Lohrs Letters: Food Poisoning - The Rest of the Story
by Jason Lohr
September 22, 2009


After arriving home I searched my medical books and even the web to find out what could have caused all the vomiting and seizures from eating amala, a local food usually made from yam. As I researched, I came across cyanide poisoning and discovered that it can cause vomiting and seizures. How do you get cyanide poisoning from food? It can come from cassava flour which is not properly processed. At times they make amala from cassava or a mixture of yam and cassava. There is no antidote for cyanide poisoning. 
 
The next day I woke up and rushed to the wards to see if the patients made it through the night. I started in the pediatric ward and discovered that all the children were still alive. Thank God! All the children continued to have seizures through the night, including the little three-year-old, but the seizures finally subsided by morning.   I raced to the other wards and discovered that all the women and men also survived the night and were improving. 

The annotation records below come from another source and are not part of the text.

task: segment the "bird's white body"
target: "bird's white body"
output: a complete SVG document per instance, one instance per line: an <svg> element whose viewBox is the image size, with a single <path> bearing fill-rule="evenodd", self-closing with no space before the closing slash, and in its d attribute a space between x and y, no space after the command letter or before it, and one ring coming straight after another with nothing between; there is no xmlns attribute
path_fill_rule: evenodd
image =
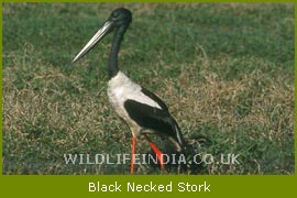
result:
<svg viewBox="0 0 297 198"><path fill-rule="evenodd" d="M162 109L158 103L144 95L142 87L132 81L123 73L119 72L108 82L108 98L114 111L129 124L133 135L139 135L142 130L135 121L133 121L127 110L124 102L129 99L138 101L139 103L148 105L151 107Z"/></svg>

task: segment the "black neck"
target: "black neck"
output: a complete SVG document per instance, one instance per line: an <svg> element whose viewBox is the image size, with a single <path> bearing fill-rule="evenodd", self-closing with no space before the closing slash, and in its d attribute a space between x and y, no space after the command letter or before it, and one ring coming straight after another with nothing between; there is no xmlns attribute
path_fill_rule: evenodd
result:
<svg viewBox="0 0 297 198"><path fill-rule="evenodd" d="M125 30L127 30L127 28L120 26L114 32L114 36L113 36L113 41L112 41L112 45L111 45L111 51L109 54L109 62L108 62L109 78L114 77L119 72L118 54L120 51L120 45L121 45L121 42L123 40L123 34L124 34Z"/></svg>

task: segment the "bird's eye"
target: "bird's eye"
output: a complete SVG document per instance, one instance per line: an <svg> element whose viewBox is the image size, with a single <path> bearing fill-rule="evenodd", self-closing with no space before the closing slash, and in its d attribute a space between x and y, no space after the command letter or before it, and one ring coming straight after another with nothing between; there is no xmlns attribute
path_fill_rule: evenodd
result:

I also found out that in that many patients had been admitted with the same symptoms, a total of 15 patients, all of them after eating amala. 
 
 All 15 patients, including the three children, eventually improved and were discharged home, but we still had a problem. We didn’t know the real cause of the poisoning. So I decided to go to  the home of the three boys (they were brothers and they are pictured below with their mother).  It was their grandfather who had been brought dead to the hospital. I went to collect a sample of the yam flour which was used to make the amala. I wanted to send it to IITA (International Institute of Tropical Agriculture) in Ibadan, a city about an hour from our hospital, in order to analyze it for poisons and toxins. The grandmother told me that she was about to throw the yam flour into the river. She also said that the same day that the family ate the amala, their goats also ate it, had seizures and died. So we collected the sample and sent it for analysis.
 
The analysis from IITA showed that the yam did not have any cyanide, which is what we were assuming it was. It also had no aflatoxin, another toxin which can cause severe food poisoning. Instead they found high amounts of pesticide. The amounts were so high that it was the cause of all the seizures and severe vomiting. IITA also analyzed other yam flour from Lagos where 5 died and 20 were hospitalized after eating amala. The analysis from that yam also showed it was pesticide related.
Needless to say, very few people are eating amala anymore. We have reported the findings of the analysis to the community leaders and they have promised to trace the source of the pesticide-laiden amala. We pray we won’t see any more cases like this again.